Now, you can extend this visibility with custom LLM-as-a-judge evaluations, a generally available feature of LLM Observability. Custom LLM-as-a-judge evaluations let you define your own evaluation criteria by using any supported LLM providers such as OpenAI, Anthropic, Azure OpenAI, or Amazon Bedrock. You can describe what “good” means for your domain by using natural language, and Datadog will automatically apply those rules to production traces and spans. This gives you a unified view of both operational and qualitative performance.

In this post, we’ll cover how custom LLM-as-a-judge evaluations help you:

Define domain-specific quality standards
Monitor results automatically across production workloads
Use findings to iterate and improve quality

Define what quality means for your application

Built-in evaluations are valuable for identifying common issues like hallucinations or unsafe content. They provide immediate visibility into baseline safety and reliability. But production quality often depends on domain-specific requirements that go beyond these general cases. A medical assistant must include appropriate disclaimers and avoid diagnostic claims. A financial chatbot must phrase advice carefully and acknowledge risk. A support bot may need replies in a specific tone and format for brand or compliance requirements. And agents relying on LLMs may need to follow company policy by completing multi-step tasks with specific tools in the correct sequence.

Custom LLM-as-a-judge evaluations let you define and measure these domain-specific quality standards alongside Datadog’s managed evals, giving you both broad coverage and deep, application-specific insight.
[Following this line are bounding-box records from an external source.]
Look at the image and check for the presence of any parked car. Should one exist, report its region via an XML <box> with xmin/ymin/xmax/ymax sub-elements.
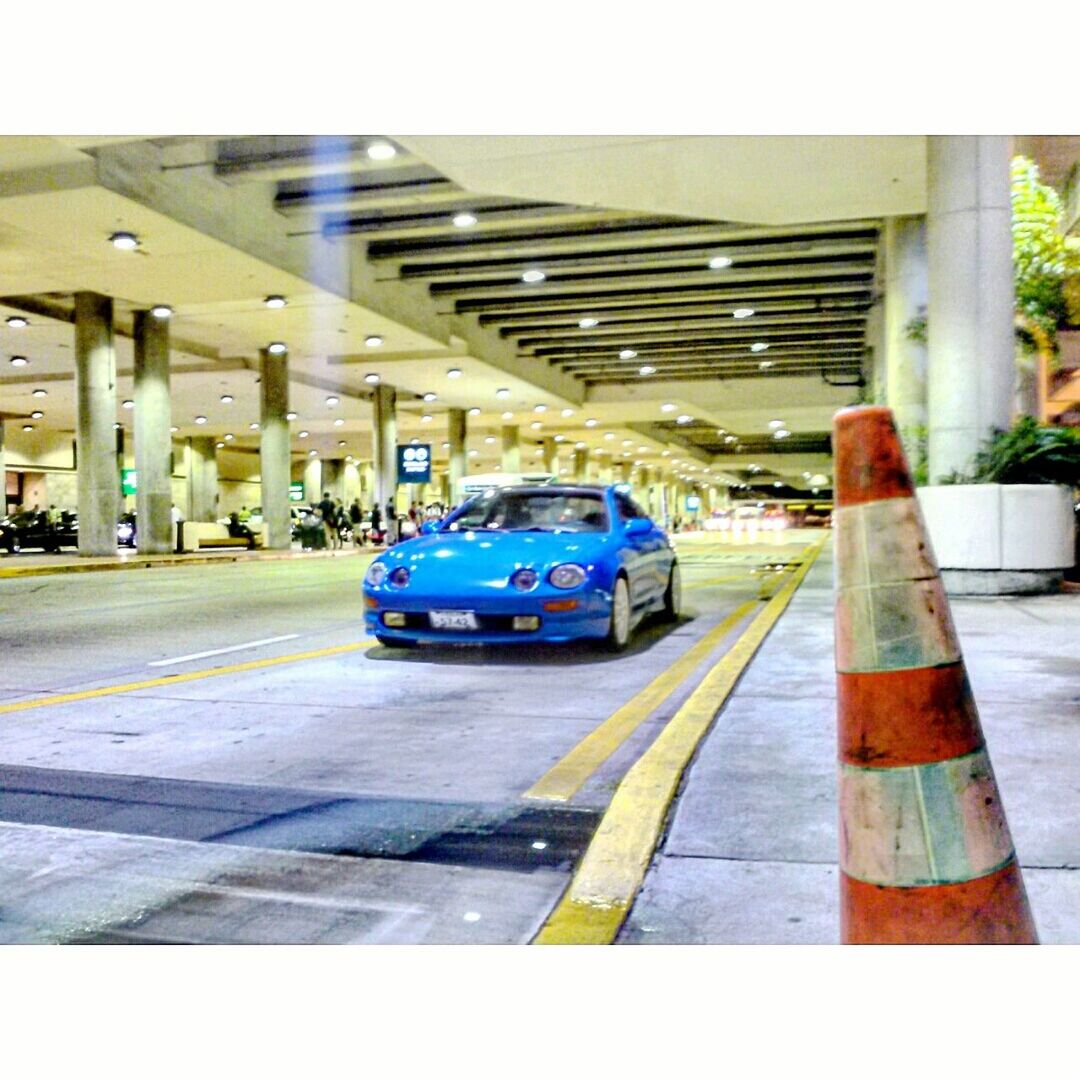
<box><xmin>364</xmin><ymin>484</ymin><xmax>681</xmax><ymax>651</ymax></box>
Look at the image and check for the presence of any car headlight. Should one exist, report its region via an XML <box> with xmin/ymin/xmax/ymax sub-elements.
<box><xmin>510</xmin><ymin>567</ymin><xmax>540</xmax><ymax>593</ymax></box>
<box><xmin>548</xmin><ymin>563</ymin><xmax>585</xmax><ymax>589</ymax></box>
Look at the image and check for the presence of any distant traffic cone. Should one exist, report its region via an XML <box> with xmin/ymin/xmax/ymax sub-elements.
<box><xmin>833</xmin><ymin>406</ymin><xmax>1038</xmax><ymax>945</ymax></box>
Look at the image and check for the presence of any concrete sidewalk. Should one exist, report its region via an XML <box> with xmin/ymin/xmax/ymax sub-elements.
<box><xmin>619</xmin><ymin>544</ymin><xmax>1080</xmax><ymax>944</ymax></box>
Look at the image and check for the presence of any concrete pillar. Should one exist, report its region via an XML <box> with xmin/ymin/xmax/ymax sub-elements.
<box><xmin>303</xmin><ymin>458</ymin><xmax>325</xmax><ymax>505</ymax></box>
<box><xmin>259</xmin><ymin>349</ymin><xmax>293</xmax><ymax>551</ymax></box>
<box><xmin>573</xmin><ymin>446</ymin><xmax>589</xmax><ymax>484</ymax></box>
<box><xmin>446</xmin><ymin>408</ymin><xmax>468</xmax><ymax>498</ymax></box>
<box><xmin>75</xmin><ymin>293</ymin><xmax>120</xmax><ymax>555</ymax></box>
<box><xmin>372</xmin><ymin>382</ymin><xmax>397</xmax><ymax>525</ymax></box>
<box><xmin>186</xmin><ymin>435</ymin><xmax>218</xmax><ymax>522</ymax></box>
<box><xmin>882</xmin><ymin>217</ymin><xmax>929</xmax><ymax>442</ymax></box>
<box><xmin>135</xmin><ymin>311</ymin><xmax>174</xmax><ymax>555</ymax></box>
<box><xmin>502</xmin><ymin>423</ymin><xmax>522</xmax><ymax>473</ymax></box>
<box><xmin>927</xmin><ymin>135</ymin><xmax>1014</xmax><ymax>483</ymax></box>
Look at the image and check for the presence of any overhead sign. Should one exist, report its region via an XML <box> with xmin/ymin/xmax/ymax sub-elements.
<box><xmin>397</xmin><ymin>444</ymin><xmax>431</xmax><ymax>484</ymax></box>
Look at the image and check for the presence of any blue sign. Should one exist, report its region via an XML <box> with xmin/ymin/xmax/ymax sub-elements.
<box><xmin>397</xmin><ymin>444</ymin><xmax>431</xmax><ymax>484</ymax></box>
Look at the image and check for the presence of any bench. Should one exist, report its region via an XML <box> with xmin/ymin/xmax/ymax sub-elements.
<box><xmin>184</xmin><ymin>522</ymin><xmax>262</xmax><ymax>551</ymax></box>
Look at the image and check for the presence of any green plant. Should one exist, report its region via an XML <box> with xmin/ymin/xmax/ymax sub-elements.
<box><xmin>939</xmin><ymin>416</ymin><xmax>1080</xmax><ymax>487</ymax></box>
You can describe these expectations directly in natural language, automate their assessment, and measure them continuously in production. This shifts you from general, one-size-fits-all evaluations to nuanced, customized evaluations that capture what quality means for your specific application.

Evaluate responses automatically at scale

Imagine a financial advisory chatbot handling 50,000 daily conversations about investment strategies. You’ve defined a custom evaluator to verify multi-step compliance reasoning. Does the response:

Acknowledge the user’s risk tolerance?
Include mandatory SEC disclaimers?
Avoid making guaranteed return predictions?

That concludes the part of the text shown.